D. Phosphofructokinase-1 (PFK-1) – PFK-1 is a key enzyme in glycolysis, but its activity is inhibited by high levels of ATP and citrate, which accumulate during fatty acid oxidation. It is not activated by acetyl-CoA.
E. Lactate Dehydrogenase – This enzyme converts pyruvate to lactate under anaerobic conditions. It is not regulated by acetyl-CoA and plays no direct role in fatty acid metabolism.
21. A 25-year-old female fell unconscious at a cocktail party. She had been avoiding meals to fit into a tight gown and collapsed shortly after consuming her first glass of wine. Which of the following metabolic processes is most likely occurring in this individual in this state?

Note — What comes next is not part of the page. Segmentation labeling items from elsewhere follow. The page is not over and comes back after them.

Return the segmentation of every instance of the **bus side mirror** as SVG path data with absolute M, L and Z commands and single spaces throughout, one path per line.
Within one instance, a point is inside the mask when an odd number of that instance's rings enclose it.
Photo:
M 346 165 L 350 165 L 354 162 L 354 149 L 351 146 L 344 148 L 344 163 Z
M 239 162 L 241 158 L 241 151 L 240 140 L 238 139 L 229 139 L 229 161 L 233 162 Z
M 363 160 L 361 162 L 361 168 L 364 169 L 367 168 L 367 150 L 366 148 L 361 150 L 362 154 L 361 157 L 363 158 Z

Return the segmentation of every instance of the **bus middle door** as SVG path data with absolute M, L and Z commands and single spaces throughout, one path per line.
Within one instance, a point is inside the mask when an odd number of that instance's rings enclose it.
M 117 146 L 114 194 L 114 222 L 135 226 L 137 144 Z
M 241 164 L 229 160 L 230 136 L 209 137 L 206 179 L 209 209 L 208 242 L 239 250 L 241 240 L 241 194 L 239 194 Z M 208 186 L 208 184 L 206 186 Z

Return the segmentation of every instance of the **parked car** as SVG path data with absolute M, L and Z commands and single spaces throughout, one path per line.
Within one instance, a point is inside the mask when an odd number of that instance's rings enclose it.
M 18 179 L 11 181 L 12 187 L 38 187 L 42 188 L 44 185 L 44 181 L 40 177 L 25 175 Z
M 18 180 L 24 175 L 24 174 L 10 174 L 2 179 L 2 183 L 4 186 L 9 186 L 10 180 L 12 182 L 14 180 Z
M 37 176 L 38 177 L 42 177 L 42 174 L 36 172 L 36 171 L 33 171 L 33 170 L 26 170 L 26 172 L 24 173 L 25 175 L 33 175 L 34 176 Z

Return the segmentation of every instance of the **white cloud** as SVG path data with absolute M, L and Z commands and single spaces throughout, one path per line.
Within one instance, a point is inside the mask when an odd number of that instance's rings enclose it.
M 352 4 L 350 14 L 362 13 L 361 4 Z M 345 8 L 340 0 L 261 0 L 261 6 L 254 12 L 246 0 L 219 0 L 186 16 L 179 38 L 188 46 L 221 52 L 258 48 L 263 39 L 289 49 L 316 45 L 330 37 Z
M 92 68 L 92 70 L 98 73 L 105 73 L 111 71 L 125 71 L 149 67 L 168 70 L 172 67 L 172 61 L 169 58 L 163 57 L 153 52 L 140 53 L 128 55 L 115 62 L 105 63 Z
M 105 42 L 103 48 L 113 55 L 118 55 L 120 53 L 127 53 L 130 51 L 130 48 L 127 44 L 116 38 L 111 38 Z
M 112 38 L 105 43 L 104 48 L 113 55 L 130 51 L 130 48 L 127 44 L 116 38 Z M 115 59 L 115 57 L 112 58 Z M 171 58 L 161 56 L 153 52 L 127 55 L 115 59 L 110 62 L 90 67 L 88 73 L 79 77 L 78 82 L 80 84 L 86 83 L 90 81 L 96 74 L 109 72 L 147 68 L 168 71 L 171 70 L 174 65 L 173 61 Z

A. Hexokinase is inhibited by glucose 6-phosphate
B. PFK-1 is activated by fructose 2,6-bisphosphate
C. PFK-2 is activated by insulin
D. Pyruvate kinase is activated by fructose 1,6-bisphosphate
E. Pyruvate kinase is phosphorylated in the liver
Correct Answer: E. Pyruvate kinase is phosphorylated in the liver. In a fasted state, the body relies on gluconeogenesis to maintain blood glucose levels, and glycolysis is suppressed in the liver. Glucagon levels rise, leading to the phosphorylation and inhibition of pyruvate kinase in the liver. This inhibition conserves pyruvate for gluconeogenesis rather than its conversion to acetyl-CoA for energy production. Alcohol consumption increases NADH levels, further suppressing gluconeogenesis and exacerbating hypoglycemia.
Incorrect Options:
A. Hexokinase is inhibited by glucose 6-phosphate – This inhibition does occur in cells with adequate glucose levels, but it is not the key regulatory response to fasting and alcohol-induced hypoglycemia.
B. PFK-1 is activated by fructose 2,6-bisphosphate – Fructose-2,6-bisphosphate activates PFK-1, promoting glycolysis. However, in the fasting state with elevated glucagon levels, fructose-2,6-bisphosphate is low, and PFK-1 is inhibited, suppressing glycolysis to prioritize glucose conservation.
C. PFK-2 is activated by insulin – Insulin activates PFK-2, increasing fructose-2,6-bisphosphate and promoting glycolysis. However, in this case, fasting and glucagon dominance would inhibit PFK-2, reducing fructose-2,6-bisphosphate levels.
D. Pyruvate kinase is activated by fructose 1,6-bisphosphate – While fructose-1,6-bisphosphate normally activates pyruvate kinase, glucagon-mediated phosphorylation inhibits pyruvate kinase during fasting, thus reducing glycolysis.